Micus has traveled extensively throughout Asia and Europe and, in doing so, has accumulated an arsenal of exotic instruments. He does not, however, seek to replicate the literal music tradition of a particular region. Rather, Micus absorbs the textures and ideas of the vernacular musical expression, and seeks to place the same within the context of his own unique improvising framework.
On the Wing is the first album in seventeen years where he does not utilize his voice. Micus' many instruments include, but are not limited to, the sattar (a long necked bowed instrument used by the Uigurs, a Turkman people from Western China), sho (a Japanese mouth organ consisting of seventeen reed pipes), suling (a hollow reed flute of the Balinese Gamelan orchestra), shakuhachi (a Japanese bamboo flute with five holes and no mouthpiece), classical and steel string guitars, sitar, and a bevy of Tibetan cymbals and gongs. That Micus is able to play each instrument is remarkable. That he successfully blends this panoply of diverse instruments into a series of multi-tracked coherent statements is, quite simply, stunning.
Where some selections are clearly informed by a far Eastern perspective, others contain a Middle Eastern sound. There is some Irish musical influence. The listener should not seek a clear musical foundation. Merely note the composition titles and, with your mind, imagine the tone poem that Micus has sketched for the audience.

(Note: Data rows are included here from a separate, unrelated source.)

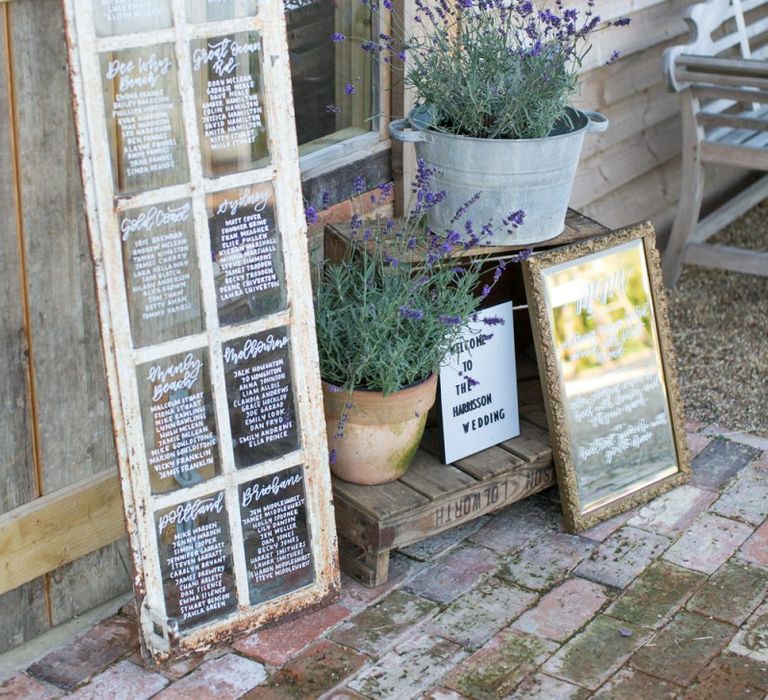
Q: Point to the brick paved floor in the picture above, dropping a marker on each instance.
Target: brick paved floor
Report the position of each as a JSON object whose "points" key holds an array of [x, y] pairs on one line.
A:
{"points": [[668, 601]]}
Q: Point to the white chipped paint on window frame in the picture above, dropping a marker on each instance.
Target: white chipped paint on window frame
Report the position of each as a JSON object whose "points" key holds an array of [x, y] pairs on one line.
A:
{"points": [[160, 639]]}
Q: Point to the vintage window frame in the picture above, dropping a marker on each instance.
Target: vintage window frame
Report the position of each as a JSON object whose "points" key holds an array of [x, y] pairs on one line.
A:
{"points": [[323, 164], [160, 637], [552, 388]]}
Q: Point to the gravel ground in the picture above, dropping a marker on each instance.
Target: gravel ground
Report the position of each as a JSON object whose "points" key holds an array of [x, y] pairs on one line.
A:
{"points": [[720, 333]]}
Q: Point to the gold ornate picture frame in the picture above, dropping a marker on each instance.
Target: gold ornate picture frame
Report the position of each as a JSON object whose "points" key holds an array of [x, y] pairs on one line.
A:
{"points": [[603, 343]]}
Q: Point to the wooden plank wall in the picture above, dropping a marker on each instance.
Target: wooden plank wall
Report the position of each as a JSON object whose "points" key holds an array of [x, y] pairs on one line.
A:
{"points": [[55, 430], [632, 171], [55, 427]]}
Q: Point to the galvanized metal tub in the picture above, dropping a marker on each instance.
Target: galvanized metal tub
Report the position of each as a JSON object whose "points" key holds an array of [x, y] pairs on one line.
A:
{"points": [[535, 175]]}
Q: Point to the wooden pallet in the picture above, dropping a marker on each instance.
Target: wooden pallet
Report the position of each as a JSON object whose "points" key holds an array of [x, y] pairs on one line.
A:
{"points": [[433, 497]]}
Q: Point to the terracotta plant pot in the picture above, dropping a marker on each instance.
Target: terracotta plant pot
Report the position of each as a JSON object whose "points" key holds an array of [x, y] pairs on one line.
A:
{"points": [[381, 434]]}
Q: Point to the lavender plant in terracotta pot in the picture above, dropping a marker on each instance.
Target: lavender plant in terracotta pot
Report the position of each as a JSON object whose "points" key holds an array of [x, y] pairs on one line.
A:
{"points": [[387, 315]]}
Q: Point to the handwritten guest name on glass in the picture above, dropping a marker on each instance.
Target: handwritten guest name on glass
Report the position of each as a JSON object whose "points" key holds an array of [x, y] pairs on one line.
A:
{"points": [[613, 412], [183, 109]]}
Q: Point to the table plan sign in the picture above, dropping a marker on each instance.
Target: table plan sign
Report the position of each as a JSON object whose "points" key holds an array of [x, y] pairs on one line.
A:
{"points": [[190, 165], [603, 342]]}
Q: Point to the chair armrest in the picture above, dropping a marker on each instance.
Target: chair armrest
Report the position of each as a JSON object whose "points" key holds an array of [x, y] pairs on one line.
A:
{"points": [[702, 19]]}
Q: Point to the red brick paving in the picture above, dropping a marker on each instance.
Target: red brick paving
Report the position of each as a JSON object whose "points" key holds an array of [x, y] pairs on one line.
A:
{"points": [[672, 603]]}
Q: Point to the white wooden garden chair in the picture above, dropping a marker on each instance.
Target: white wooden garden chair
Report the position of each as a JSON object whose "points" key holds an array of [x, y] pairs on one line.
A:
{"points": [[722, 79]]}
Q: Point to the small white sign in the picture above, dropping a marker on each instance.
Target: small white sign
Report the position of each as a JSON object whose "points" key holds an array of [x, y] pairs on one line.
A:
{"points": [[478, 386]]}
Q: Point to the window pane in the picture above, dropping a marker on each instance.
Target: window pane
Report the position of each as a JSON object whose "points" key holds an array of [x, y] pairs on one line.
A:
{"points": [[322, 70]]}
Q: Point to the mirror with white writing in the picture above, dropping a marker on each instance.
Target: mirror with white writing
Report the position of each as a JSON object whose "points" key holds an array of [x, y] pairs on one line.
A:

The record is the type of production at which ECM excels, and which drives those listeners already critical of the label's aesthetic into fits. Is it jazz? Is it world music? Does it swing? Who knows and, quite frankly, who really cares. Micus' efforts of expressing himself within the vocabulary of an ethnic imperative are remarkable. Anouar Brahem, the Tunisian oud virtuoso, is another ECM stalwart who combines his instrument's eastern Middle Eastern textures and places them within the framework of his own extemporaneous exploration of improvisation. Brahem's ability to flirt with French Musette and Moorish influences, and back again, confounds some listeners, just as Micus' music almost surely will.
This record is, in short, a welcome addition to Micus' ECM discography. Those predisposed to think in terms of musical definitions and boundaries should listen attentively. One can learn how a musical mind travels, and is subsequently rewarded, when thoughts are not so limited.
Part 1: On the Wing; Part 2: Winterlight; Part 3: Gazelle; Part 4: Blossoms in the Wind; Part 5: The Bride; Part 6: Ancient Trees; Part 7: In the Dancing Snow; Part 8: The Gate; Part 9: Turquoise Fields; Part 10: Morning Sky.